Darwin Supercars: Feeney Tops Triple Eight One-Two
Darwin Supercars: Le Brocq Claims Second Career Victory
The chief issue for the Mustangs when compared to the Camaros has been rear tire longevity, leading to a lot of focus on engine efficiency and manageability. Yet, the comprehensive victory by Chevrolet in Darwin has escalated worries that the problem may extend beyond the engine, suggesting possible disparities in aerodynamics or aerodynamic balance.
Waters, in a conversation with F1 Flow.com regarding performance equality, dismissed drivability as the issue. He stated, “We’ve made improvements on the drivability front and obviously the engines aren’t the same when you’ve got different gear cuts going on. It’s more than just the engine… [The Camaros] have got more rear [grip] and a bigger margin to work in.”
Following the day’s second race, several Ford team chiefs, including Tickford CEO Tim Edwards, Grove Racing team principal David Cauchi, Walkinshaw Andretti United team principal Bruce Stewart, and WAU tech guru Carl Faux, were seen in deep discussion.
Edwards voiced the difficulty of pinpointing the exact reason for the apparent performance inequality, though the underperformance of the Mustang was evident. He went on to voice his bewilderment, acknowledging the team’s lack of competitiveness without any concrete explanation.
Bruce Stewart commented that the Ford teams are collaboratively identifying a solution and considering any necessary discussions with Supercars and its technical department. He added that isolated instances of success, such as Waters’ pole, should not be mistaken for equal performance, particularly given the number of struggling Ford drivers.
“The real story,” Stewart said, “is the quantity of quality drivers that you see floating into mediocrity… It just seems… confusing.”
Frequently Asked Questions (FAQs) about Supercar performance disparity
What was the outcome of the recent supercar races?
Chevrolet’s Camaro dominated the recent supercar races, securing eight out of nine possible podium finishes.

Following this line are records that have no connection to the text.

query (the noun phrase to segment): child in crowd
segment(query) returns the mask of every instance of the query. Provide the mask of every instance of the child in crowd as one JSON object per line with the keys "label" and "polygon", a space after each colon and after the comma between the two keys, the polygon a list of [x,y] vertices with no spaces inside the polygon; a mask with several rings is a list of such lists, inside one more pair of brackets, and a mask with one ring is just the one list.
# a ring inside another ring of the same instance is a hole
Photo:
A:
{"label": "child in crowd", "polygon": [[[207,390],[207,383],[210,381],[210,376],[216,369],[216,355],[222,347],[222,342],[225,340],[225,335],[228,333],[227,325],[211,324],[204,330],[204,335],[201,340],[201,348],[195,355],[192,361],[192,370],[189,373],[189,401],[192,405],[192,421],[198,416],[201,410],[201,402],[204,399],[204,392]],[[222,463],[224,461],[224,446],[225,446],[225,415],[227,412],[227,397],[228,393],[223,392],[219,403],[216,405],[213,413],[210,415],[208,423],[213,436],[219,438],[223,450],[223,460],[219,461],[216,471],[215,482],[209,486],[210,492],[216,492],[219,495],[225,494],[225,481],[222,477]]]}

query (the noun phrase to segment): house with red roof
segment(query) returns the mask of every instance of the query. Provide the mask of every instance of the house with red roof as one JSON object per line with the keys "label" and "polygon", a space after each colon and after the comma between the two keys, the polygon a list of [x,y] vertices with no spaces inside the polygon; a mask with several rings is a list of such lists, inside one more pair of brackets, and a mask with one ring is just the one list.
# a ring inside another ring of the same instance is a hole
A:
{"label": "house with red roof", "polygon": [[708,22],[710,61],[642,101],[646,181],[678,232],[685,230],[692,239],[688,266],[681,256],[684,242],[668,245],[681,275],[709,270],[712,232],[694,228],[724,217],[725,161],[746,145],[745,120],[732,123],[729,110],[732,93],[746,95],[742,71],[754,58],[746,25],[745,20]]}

The top nine finishers in the second race and the first five in the third were all Camaros.
Who was the standout driver for Ford?
Cam Waters was the standout for Ford, gaining a pole position and making a promising start to the first race. However, an engine fire five laps in significantly hindered his performance.
What has been the main issue for the Mustangs compared to the Camaros?
The Mustangs have been having issues with rear tire longevity, which led to a lot of focus on engine efficiency and drivability. However, concerns have escalated that the problem extends beyond the engine, suggesting possible disparities in aerodynamics or aerodynamic balance.
What actions are the Ford teams considering to address their performance issues?
Ford team chiefs are working together to identify solutions and considering discussions with Supercars and its technical department. They are sharing more information than usual due to their collective level of frustration.
What does Bruce Stewart say about the performance of Ford teams?
Bruce Stewart, team principal of Walkinshaw Andretti United, said that while isolated successes exist, the real concern is the number of quality drivers underperforming. He finds the situation to be confusing.